Bloomberg Law
May 20, 2015, 2:46 PM UTC

Struggling Law Firms and the Lateral Partner Feast

Dan Binstock

Editor’s Note: The author of this article is co-chair of the partner practice group at Garrison & Sisson, an attorney search firm in Washington, DC.

By Dan Binstock, Partner at Garrison & Sisson

Each year several firms surface on the “danger” list. There are numerous reasons, including: declining financial performance, internal struggles within the partnership, or a stream of departing partners. Many of these struggling and failed firms have been iconic to the profession, with rosters of excellent attorneys and clients, the number and quality of which are seldom available. But for the impending failure of their firm, these are opportunities that would not come to the market.

When the troubles of struggling firms hit the media, competitor firms pore over the menu list of partners and practices, seeking the best prospects of potential revenue and client relationships to slice from the roast. Like clockwork, recruiters start receiving calls from their law firm clients that can be summarized as:

  • “We read the media story about Struggling Firm. Can you see if anybody there would be interested in talking to us?”


  • Savvy firms are more targeted and ask, “Can you call Ms. Jones and tell her that our practice group head is interested in talking to her?”

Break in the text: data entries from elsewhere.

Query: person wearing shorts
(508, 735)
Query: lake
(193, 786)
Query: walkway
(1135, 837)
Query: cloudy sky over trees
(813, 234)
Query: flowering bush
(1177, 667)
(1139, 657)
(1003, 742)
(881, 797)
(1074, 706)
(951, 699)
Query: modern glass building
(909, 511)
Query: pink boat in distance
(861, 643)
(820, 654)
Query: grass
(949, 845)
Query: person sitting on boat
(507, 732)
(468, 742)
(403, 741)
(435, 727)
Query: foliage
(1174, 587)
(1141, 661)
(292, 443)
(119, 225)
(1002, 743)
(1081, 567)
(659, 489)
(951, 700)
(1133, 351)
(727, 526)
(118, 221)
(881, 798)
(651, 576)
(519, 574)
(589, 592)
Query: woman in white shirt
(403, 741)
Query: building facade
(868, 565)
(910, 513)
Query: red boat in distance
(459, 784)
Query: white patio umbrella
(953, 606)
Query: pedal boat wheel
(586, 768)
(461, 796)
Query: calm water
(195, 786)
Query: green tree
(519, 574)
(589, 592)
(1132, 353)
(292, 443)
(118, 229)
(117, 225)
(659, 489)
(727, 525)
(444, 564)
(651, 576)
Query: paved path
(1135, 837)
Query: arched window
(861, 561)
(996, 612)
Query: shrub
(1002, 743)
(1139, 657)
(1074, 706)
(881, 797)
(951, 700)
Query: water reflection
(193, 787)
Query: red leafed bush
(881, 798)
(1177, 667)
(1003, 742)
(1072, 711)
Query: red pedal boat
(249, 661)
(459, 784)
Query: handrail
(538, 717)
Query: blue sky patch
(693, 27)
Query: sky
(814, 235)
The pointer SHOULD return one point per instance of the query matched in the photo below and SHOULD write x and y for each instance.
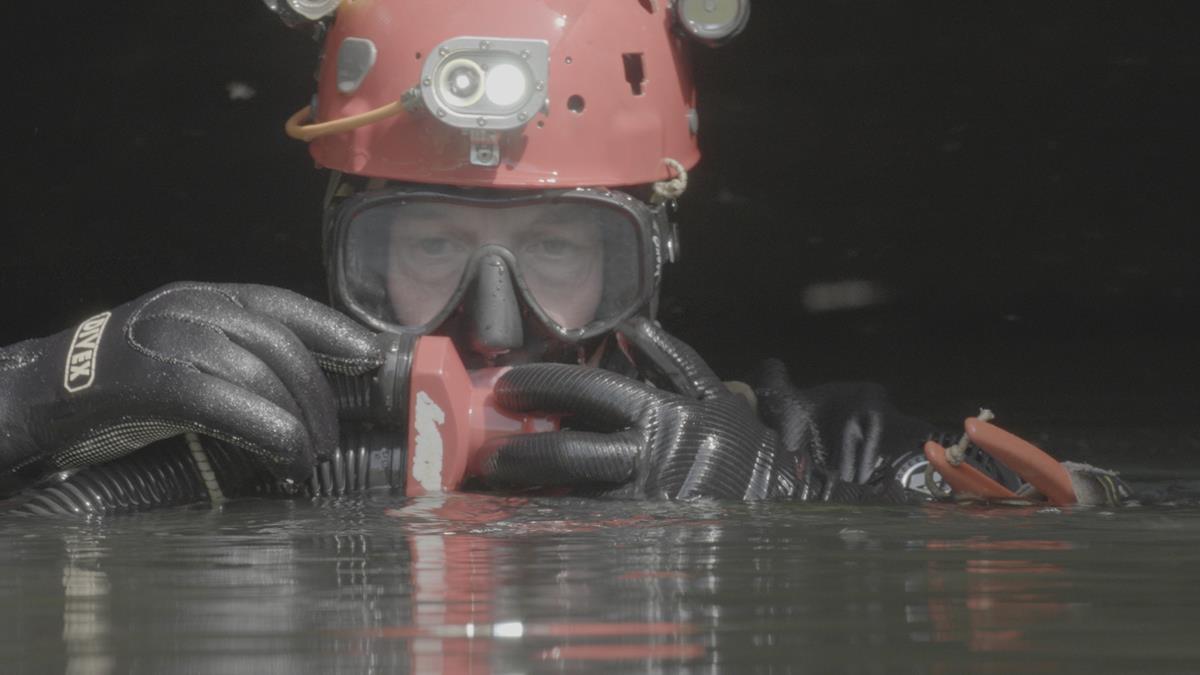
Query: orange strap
(299, 131)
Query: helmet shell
(598, 127)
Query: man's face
(559, 257)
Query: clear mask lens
(579, 264)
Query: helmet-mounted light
(713, 22)
(486, 83)
(299, 12)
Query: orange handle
(1031, 463)
(964, 477)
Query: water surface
(481, 584)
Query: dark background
(1018, 177)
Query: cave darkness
(1014, 179)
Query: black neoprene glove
(699, 440)
(235, 362)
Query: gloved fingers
(599, 399)
(558, 459)
(280, 348)
(673, 359)
(341, 344)
(213, 353)
(282, 441)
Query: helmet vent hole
(635, 72)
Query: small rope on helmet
(671, 189)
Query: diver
(504, 175)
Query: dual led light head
(486, 83)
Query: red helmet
(516, 94)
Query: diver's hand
(240, 363)
(699, 440)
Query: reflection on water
(477, 584)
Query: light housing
(299, 12)
(713, 22)
(486, 83)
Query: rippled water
(479, 584)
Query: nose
(495, 310)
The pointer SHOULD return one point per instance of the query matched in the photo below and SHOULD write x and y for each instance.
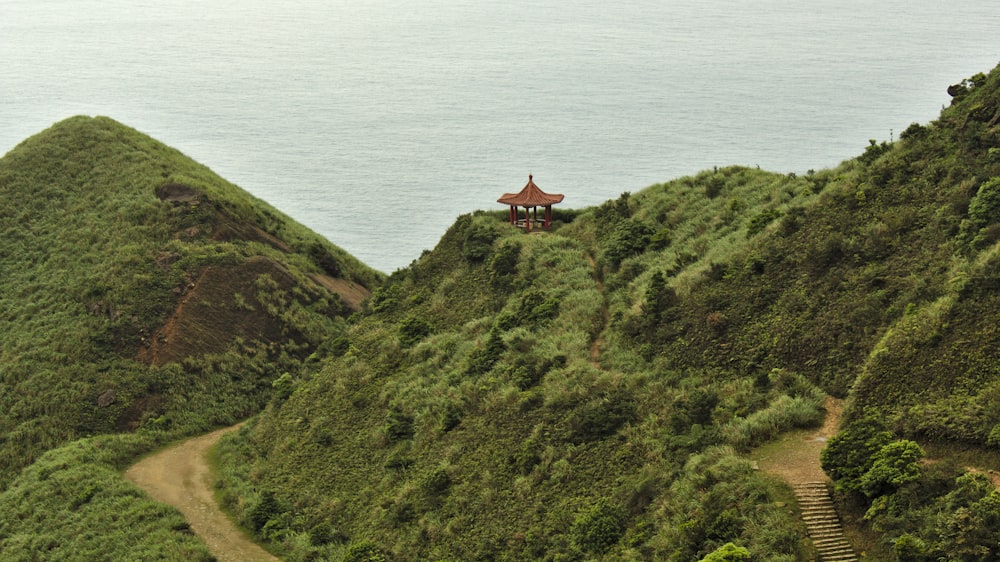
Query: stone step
(823, 523)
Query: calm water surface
(377, 122)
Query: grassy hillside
(140, 293)
(585, 393)
(588, 392)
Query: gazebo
(531, 198)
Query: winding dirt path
(180, 476)
(795, 457)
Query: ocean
(377, 122)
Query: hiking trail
(180, 476)
(797, 462)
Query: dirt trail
(795, 458)
(180, 476)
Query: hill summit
(139, 289)
(589, 392)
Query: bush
(895, 464)
(628, 239)
(850, 454)
(728, 552)
(599, 528)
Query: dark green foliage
(628, 238)
(484, 357)
(761, 220)
(265, 510)
(477, 241)
(984, 211)
(398, 425)
(413, 329)
(728, 552)
(850, 454)
(598, 528)
(874, 150)
(365, 551)
(558, 396)
(893, 466)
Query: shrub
(850, 454)
(364, 551)
(629, 238)
(761, 220)
(895, 464)
(413, 329)
(728, 552)
(599, 528)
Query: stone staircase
(823, 524)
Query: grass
(460, 414)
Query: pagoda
(531, 198)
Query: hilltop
(590, 392)
(144, 295)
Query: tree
(895, 464)
(851, 453)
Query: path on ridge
(180, 476)
(795, 458)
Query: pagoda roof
(531, 196)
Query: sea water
(377, 122)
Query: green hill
(142, 293)
(590, 392)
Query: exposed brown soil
(181, 476)
(795, 457)
(350, 292)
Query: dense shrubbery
(584, 392)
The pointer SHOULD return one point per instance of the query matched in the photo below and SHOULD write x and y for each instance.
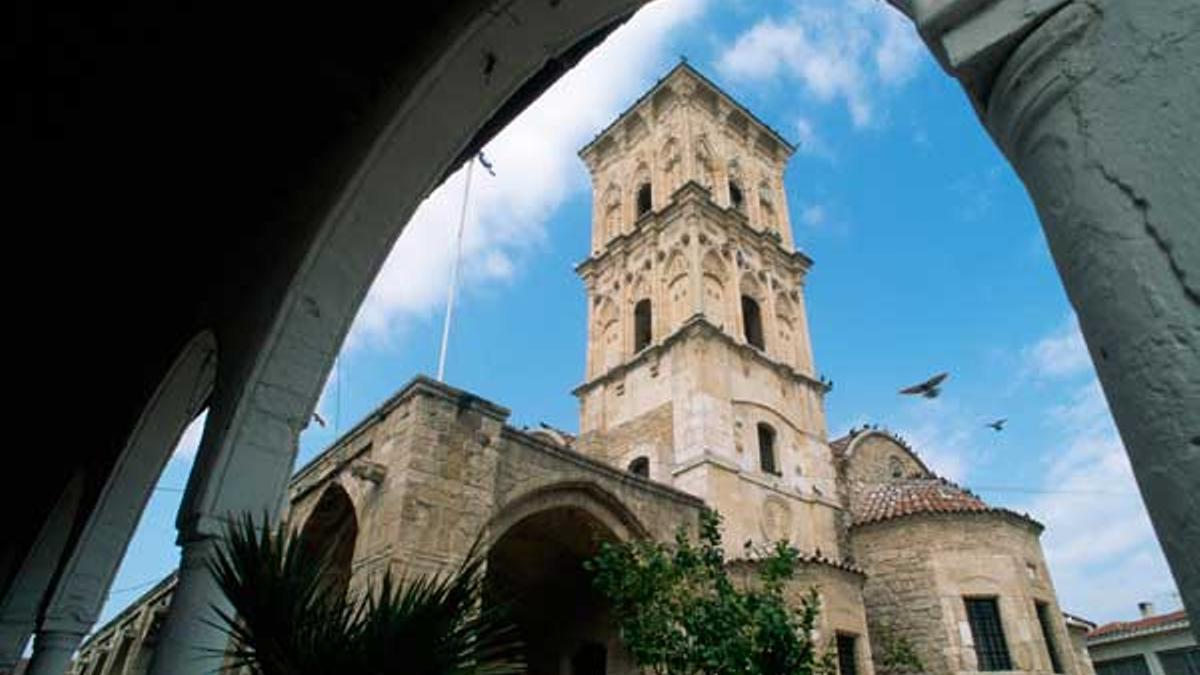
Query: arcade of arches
(677, 413)
(1092, 101)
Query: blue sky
(929, 257)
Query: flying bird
(928, 388)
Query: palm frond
(287, 621)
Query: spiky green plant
(287, 621)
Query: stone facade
(699, 390)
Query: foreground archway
(1065, 87)
(537, 569)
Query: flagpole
(454, 275)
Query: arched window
(329, 536)
(736, 198)
(643, 199)
(751, 318)
(643, 330)
(767, 449)
(640, 466)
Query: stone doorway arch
(535, 569)
(1060, 84)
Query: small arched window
(751, 321)
(767, 449)
(643, 199)
(643, 326)
(640, 466)
(736, 198)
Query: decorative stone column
(187, 635)
(1095, 103)
(53, 650)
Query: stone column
(53, 650)
(187, 638)
(1095, 103)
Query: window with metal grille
(736, 199)
(767, 448)
(751, 321)
(643, 199)
(1180, 662)
(1048, 635)
(991, 650)
(846, 662)
(1127, 665)
(643, 330)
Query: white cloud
(508, 214)
(837, 51)
(1061, 353)
(809, 142)
(190, 442)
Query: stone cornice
(789, 147)
(418, 386)
(156, 592)
(699, 324)
(772, 484)
(691, 192)
(809, 559)
(598, 466)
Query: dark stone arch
(535, 568)
(329, 535)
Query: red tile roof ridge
(1132, 627)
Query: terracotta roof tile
(840, 444)
(1132, 627)
(909, 497)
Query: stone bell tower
(699, 366)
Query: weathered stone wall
(919, 568)
(648, 435)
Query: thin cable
(454, 275)
(337, 399)
(135, 587)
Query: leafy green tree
(679, 613)
(287, 620)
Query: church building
(699, 389)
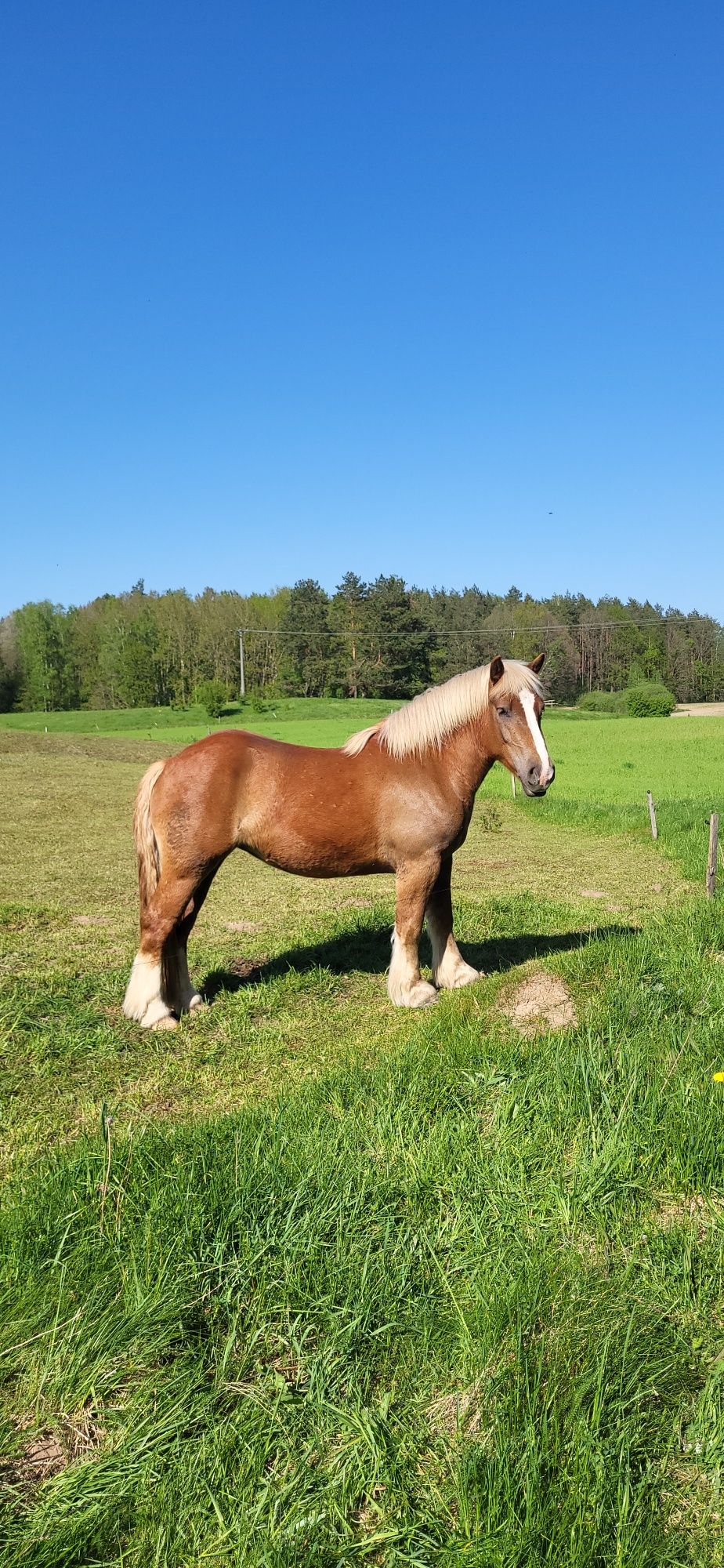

While the prospect of a lateral partner feast is enticing, this process is wrought with potential risks. There are issues to consider when taking a seat at this crowded table.

  • The odds are steep: The most respected partners at struggling firms begin receiving calls constantly, from both recruiters and partners at other firms. One partner at a dying firm kept a log of recruiting calls and noted that he had been contacted by 33 different firms. Some partners are so overwhelmed with calls (and emails) that they simply stop answering their phones from unrecognized numbers.


  • Courted partners date numerous firms: In-demand partners realize this is a unique opportunity to consider their suitors at a time when they have their “pick.” Most partners with practices in the $3 to $20 million range speak with 4 to 8 firms, and know from the early stages which one or two firms are likely to rise to the top, even though they continue speaking with more firms to fully explore their options.


  • Competition may adversely impact the soundness of your decisions: When a firm is failing, competition develops among peer firms for the laterals. As much as firms may not freely admit this, a sense of immeasurable pride emerges when “beating” other firms for a coveted lateral. Sometimes this is a victory worthy of celebration due to smart recruiting and a good long-term fit, but sometimes firms overpay for partners who are focused on finding the highest bidder for attractive compensation and a multi-year guarantee.


  • Due diligence may be inadequate, or biased towards the hire: Given the expedited speed at which the process frequently occurs (e.g., urgency to relocate one’s practice, competing offers from peer firms), you may be unable to perform your customary due diligence because you don’t want to lose a rare opportunity. You may go through the steps but are so set on “beating the competition” for this lateral that confirmation bias makes you overlook warning signs, or overinflate the upside potential.


  • Partners who want to leave may remain for fear of losing their capital: Equity partners with significant capital invested in their firm (and are usually among the highest paid) may see their firm headed in a bad direction, but face a tough dilemma. They may want to leave, but realize that if their current firm fails, they may lose their capital, ranging from mid-six to seven figures. For a high profile partner, leaving and taking a large group out of their struggling firm may only ensure their loss of capital. So unless the new firm makes them whole (which can be a tough proposition for approval), the partner(s) may be inclined to remain as long as there may be hope of a merger or “savior” acquiring firm. Remember, sometimes the most thorough attorneys sign their existing firm’s partnership agreement without looking at it closely. When it comes time to tally the cost of leaving, many are shocked at the potential costs embedded in the process, and will change their mind at the last minute. Be sure they have read, understand, priced and accepted those partnership agreement provisions before you invest too much time and effort to only have them discover—at the last minute—they have to disgorge a bonus, forfeit accrued but undistributed income, or have a capital loan that comes due on departure.


  • Jewel v. Boxer/Unfinished Business Doctrine: If it appears a firm may go bankrupt, you should be familiar with whether the unsettled Unfinished Business Doctrine applies in your jurisdiction, as it may expose the firm to disgorgements of profits from active matters transferred to your firm.

Some firms have made wonderfully successful additions through lateral hires from struggling firms. But there have also been notably poor decisions, both for firms and individual partners. Before you engage in this competition and expend significant amounts of your most precious resource—the time and talent of your own partners—be mindful of all the moving pieces and potential pitfalls.

If you have a sound strategic business plan that justifies approaching a partner at a struggling firm, proceed forth and explain your interest in a compelling and thoughtful fashion that speaks to the interests of the potential lateral partner. But if you are simply looking to opportunistically grab a book of business without much strategic thought, or you simply don’t want to be excluded from the mirage of low-hanging fruit, you may be left at the dinner table with gristle, bones, and an empty plate.

Edwin Reeser, president of Edwin B. Reeser, a law firm in California specializing in professional responsibility, contributed to this article.